Trump a déclaré qu’il ne souhaite pas voir de blessés ou de décès dans les rues, tout en appelant à "la fin de la résistance et du chaos". Ces commentaires surviennent à un moment où Minneapolis connaît des manifestations massives contre les opérations de la police fédérale de l’immigration, exacerbées par la mort d’Alex Pretti, ainsi que celle de Renee Good, tuée plus tôt ce mois-ci.
Une communication avec les autorités locales
Dans un message diffusé sur Truth Social, Trump a mentionné une "très bonne conversation" avec le gouverneur démocrate du Minnesota, Tim Walz, indiquant qu’il semble y avoir un consensus malgré les tensions. Le président a prévu de mettre le gouverneur en contact avec Tom Homan, son conseiller spécial sur l'immigration, afin de favoriser une collaboration plus étroite avec les autorités locales.
Dans un contexte où la politique migratoire de Trump est de plus en plus contestée, la ministre de la Sécurité intérieure, Kristi Noem, a apporté son soutien aux agents fédéraux impliqués dans ces interventions, remettant en question la responsabilité des victimes.

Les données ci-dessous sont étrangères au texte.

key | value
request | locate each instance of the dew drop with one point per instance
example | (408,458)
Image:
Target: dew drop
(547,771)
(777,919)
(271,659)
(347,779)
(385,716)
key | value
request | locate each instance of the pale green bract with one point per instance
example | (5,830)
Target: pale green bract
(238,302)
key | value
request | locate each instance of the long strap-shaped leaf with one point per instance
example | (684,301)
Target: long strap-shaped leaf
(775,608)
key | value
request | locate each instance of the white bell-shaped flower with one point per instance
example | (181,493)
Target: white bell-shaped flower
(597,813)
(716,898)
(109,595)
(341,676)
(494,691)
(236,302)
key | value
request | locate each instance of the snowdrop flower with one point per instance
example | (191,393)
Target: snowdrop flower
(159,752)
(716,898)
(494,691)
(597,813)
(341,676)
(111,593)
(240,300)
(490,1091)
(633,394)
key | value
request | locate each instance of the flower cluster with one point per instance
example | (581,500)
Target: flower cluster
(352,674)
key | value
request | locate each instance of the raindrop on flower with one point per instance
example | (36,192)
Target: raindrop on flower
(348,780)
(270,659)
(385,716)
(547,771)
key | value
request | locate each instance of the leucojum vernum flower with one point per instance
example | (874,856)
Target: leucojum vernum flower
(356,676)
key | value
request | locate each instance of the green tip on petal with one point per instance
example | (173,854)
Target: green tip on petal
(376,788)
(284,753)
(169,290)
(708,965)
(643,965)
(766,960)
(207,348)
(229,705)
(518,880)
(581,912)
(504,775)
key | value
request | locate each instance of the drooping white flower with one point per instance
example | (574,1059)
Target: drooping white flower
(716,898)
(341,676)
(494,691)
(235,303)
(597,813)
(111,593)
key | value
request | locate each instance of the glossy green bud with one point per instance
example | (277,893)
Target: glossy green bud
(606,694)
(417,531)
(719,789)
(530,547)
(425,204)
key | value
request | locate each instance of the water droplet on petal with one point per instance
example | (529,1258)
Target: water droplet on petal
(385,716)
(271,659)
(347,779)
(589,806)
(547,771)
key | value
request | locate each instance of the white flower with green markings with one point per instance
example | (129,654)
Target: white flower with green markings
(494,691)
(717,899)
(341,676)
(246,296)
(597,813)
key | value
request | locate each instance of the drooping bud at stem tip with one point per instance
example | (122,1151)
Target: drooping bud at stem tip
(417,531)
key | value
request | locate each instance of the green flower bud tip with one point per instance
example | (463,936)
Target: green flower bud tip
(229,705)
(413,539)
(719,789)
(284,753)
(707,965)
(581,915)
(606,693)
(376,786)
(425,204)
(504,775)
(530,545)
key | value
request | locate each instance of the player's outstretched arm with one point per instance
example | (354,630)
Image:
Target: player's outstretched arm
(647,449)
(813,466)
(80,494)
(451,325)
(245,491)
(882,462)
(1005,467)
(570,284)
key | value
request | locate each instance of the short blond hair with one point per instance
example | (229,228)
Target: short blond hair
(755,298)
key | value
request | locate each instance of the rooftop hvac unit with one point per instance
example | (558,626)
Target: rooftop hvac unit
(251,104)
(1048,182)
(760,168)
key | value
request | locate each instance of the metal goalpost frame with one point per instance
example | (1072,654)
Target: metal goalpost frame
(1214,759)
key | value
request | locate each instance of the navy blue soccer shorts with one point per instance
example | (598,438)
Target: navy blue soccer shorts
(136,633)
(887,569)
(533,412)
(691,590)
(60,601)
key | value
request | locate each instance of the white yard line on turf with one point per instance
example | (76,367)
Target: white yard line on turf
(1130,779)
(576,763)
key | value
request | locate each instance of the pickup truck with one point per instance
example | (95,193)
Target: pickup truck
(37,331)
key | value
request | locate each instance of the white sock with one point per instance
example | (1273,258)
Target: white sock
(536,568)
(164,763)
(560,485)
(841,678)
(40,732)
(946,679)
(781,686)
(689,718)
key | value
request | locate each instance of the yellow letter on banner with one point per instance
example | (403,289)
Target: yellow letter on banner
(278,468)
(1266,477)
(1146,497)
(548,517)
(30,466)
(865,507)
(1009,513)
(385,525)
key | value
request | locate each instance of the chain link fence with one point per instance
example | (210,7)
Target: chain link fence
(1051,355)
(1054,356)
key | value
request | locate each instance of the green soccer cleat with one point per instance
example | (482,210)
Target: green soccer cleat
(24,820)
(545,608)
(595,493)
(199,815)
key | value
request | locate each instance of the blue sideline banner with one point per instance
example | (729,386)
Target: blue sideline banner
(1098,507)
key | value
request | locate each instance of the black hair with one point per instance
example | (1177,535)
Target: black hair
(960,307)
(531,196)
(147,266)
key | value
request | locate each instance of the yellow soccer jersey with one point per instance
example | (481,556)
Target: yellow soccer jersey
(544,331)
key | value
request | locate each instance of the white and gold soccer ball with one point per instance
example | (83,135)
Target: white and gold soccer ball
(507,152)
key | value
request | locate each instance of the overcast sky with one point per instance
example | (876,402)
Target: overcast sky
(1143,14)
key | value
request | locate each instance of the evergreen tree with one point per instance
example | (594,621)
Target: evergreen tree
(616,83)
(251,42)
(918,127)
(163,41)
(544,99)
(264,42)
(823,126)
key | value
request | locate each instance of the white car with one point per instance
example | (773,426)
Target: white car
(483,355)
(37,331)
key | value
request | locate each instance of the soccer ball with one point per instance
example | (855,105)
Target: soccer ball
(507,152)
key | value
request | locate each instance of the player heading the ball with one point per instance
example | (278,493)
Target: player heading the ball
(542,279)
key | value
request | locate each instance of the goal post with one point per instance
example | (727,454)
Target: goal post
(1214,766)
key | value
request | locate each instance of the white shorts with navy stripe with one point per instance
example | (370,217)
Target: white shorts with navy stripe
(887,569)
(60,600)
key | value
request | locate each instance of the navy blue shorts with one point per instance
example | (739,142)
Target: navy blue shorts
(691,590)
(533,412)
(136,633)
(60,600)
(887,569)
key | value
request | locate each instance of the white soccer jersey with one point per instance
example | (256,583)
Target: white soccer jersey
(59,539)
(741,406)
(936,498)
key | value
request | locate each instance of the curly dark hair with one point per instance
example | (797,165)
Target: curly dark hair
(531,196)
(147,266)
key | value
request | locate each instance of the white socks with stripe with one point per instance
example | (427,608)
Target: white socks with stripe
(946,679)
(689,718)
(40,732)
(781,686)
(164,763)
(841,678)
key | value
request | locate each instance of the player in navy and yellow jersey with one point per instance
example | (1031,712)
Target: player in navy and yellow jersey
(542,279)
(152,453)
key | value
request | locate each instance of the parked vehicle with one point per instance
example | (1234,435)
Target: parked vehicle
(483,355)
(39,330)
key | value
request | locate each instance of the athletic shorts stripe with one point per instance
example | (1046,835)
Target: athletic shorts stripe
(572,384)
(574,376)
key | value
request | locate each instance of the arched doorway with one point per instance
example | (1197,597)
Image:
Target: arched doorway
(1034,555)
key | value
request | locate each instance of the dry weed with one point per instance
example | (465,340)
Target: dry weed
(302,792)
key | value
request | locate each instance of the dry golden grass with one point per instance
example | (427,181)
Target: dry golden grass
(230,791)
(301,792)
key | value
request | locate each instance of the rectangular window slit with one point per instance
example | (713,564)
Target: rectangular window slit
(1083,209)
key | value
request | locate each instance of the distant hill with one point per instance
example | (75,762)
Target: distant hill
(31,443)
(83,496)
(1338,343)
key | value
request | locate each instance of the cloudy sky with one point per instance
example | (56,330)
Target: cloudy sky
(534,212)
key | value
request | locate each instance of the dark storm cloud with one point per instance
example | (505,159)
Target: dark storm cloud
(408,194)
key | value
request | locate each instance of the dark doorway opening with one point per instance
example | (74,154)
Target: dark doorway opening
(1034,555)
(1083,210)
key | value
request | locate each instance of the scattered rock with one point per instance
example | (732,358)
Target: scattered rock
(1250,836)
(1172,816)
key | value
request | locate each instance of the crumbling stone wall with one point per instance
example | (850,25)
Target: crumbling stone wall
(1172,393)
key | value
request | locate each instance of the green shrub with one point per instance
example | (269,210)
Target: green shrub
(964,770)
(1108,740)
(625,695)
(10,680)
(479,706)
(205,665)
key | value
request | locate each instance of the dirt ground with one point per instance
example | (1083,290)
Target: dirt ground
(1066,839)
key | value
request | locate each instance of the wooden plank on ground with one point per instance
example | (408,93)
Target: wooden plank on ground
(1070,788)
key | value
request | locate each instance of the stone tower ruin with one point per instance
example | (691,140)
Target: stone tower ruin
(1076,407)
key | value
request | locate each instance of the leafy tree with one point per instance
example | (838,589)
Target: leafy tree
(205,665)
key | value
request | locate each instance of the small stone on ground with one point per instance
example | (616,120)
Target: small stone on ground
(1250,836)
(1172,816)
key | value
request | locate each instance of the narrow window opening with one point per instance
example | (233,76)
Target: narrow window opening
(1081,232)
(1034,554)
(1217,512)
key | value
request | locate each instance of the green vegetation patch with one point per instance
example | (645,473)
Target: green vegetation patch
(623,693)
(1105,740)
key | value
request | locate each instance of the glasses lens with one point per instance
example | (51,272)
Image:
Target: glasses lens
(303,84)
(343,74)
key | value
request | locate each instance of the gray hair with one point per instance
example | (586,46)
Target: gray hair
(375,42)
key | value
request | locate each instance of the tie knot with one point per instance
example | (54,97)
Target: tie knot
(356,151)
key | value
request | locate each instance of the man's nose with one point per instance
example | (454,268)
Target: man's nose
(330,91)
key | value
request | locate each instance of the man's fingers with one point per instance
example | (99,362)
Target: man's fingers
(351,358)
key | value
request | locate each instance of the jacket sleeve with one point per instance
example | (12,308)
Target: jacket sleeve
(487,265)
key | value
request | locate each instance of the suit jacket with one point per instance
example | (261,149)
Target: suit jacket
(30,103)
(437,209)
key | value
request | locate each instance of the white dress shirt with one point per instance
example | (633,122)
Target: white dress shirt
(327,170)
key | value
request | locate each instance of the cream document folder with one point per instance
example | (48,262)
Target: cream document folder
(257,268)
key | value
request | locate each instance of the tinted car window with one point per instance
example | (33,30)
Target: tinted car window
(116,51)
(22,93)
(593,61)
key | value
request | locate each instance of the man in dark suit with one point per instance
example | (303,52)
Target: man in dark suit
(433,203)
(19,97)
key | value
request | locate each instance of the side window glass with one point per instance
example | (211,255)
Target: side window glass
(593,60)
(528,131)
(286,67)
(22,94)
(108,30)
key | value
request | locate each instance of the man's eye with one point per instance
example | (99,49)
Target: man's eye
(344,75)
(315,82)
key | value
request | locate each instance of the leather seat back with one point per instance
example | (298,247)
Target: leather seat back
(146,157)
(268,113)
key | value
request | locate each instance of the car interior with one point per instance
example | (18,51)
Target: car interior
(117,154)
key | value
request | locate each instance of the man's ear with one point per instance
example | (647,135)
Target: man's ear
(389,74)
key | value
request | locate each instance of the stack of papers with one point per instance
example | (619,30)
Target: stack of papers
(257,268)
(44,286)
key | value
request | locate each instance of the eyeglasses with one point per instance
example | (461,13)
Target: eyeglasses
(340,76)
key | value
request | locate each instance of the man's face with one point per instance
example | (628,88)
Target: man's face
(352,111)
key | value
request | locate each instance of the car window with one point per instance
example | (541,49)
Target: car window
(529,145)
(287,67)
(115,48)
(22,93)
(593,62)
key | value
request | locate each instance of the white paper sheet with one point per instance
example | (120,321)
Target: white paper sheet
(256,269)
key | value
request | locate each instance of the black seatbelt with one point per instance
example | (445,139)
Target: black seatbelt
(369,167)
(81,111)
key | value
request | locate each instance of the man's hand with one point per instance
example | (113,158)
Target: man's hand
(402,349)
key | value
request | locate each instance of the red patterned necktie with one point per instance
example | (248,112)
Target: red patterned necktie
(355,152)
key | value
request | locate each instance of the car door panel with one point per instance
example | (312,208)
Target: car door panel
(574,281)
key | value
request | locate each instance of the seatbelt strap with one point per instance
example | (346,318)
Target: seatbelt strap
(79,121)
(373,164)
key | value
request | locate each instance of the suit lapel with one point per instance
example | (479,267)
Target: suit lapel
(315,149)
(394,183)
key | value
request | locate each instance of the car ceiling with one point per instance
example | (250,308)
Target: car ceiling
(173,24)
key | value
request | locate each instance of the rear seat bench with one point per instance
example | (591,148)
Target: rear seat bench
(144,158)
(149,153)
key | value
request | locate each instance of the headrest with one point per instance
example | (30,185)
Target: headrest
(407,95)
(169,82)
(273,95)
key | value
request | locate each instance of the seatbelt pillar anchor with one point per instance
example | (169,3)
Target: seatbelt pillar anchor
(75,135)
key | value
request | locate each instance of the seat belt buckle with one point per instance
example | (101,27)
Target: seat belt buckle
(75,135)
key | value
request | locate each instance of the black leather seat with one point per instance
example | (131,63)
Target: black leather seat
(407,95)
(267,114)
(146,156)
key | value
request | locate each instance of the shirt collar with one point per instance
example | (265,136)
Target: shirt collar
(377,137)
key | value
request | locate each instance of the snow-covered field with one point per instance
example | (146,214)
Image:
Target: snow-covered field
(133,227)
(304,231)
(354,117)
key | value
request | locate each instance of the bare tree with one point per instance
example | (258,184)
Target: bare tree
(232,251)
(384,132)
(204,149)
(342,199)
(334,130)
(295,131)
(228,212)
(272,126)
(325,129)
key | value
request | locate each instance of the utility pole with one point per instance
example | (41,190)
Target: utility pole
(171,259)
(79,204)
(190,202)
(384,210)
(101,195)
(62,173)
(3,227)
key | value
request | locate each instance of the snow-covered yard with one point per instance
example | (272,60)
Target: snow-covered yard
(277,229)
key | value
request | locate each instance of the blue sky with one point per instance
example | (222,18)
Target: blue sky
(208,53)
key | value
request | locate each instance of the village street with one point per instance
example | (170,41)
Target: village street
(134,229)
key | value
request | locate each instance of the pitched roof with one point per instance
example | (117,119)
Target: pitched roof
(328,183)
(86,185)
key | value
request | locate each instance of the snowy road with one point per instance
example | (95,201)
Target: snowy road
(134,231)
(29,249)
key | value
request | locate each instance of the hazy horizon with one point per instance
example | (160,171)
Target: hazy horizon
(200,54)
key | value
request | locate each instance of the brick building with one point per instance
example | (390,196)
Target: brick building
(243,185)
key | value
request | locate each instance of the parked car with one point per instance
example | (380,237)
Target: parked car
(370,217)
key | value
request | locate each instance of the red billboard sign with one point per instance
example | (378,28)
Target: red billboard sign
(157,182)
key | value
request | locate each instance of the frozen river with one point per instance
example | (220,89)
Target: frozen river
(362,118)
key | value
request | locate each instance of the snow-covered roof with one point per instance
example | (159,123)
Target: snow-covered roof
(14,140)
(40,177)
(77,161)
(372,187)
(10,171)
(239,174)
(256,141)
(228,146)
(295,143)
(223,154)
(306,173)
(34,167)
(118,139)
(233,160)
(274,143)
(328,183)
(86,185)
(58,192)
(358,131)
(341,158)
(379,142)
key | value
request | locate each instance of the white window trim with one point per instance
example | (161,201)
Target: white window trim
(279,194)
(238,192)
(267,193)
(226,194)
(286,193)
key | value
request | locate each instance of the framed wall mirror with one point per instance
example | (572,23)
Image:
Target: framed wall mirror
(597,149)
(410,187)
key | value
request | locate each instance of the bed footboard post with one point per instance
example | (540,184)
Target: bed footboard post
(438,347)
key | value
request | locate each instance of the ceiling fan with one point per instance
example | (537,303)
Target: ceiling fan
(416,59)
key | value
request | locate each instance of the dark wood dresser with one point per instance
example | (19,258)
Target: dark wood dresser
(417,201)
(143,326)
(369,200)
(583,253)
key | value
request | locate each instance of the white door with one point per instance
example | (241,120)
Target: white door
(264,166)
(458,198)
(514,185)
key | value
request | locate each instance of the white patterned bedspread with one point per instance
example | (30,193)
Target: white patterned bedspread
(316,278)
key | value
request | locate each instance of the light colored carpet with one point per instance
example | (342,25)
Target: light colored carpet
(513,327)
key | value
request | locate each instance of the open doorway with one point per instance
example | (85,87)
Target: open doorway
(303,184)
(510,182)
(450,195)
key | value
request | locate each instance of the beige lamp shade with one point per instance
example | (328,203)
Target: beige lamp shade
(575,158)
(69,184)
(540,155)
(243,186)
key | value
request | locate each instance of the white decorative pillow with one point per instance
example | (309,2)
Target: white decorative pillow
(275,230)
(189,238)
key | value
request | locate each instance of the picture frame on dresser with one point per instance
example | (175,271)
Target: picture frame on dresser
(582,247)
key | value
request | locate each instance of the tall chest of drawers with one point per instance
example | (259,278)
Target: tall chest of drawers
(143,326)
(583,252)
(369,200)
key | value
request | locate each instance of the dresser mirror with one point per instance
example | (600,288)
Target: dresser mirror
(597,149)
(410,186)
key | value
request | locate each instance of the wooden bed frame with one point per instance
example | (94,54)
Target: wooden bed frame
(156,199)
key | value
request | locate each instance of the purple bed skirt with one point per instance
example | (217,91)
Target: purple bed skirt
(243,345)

Dimanche soir, Trump avait toutefois opté pour un ton plus conciliant dans un entretien au Wall Street Journal, déclarant que "la situation est en cours d’examen" et une décision serait prise ultérieurement. Ce contraste avec d'autres voix au sein de son administration survient alors que les sondages montrent un rejet croissant de son approche migratoire. Dans ce climat tendu, le maire de Minneapolis a annoncé hier que les agents fédéraux commenceront à se retirer de la ville dès mardi.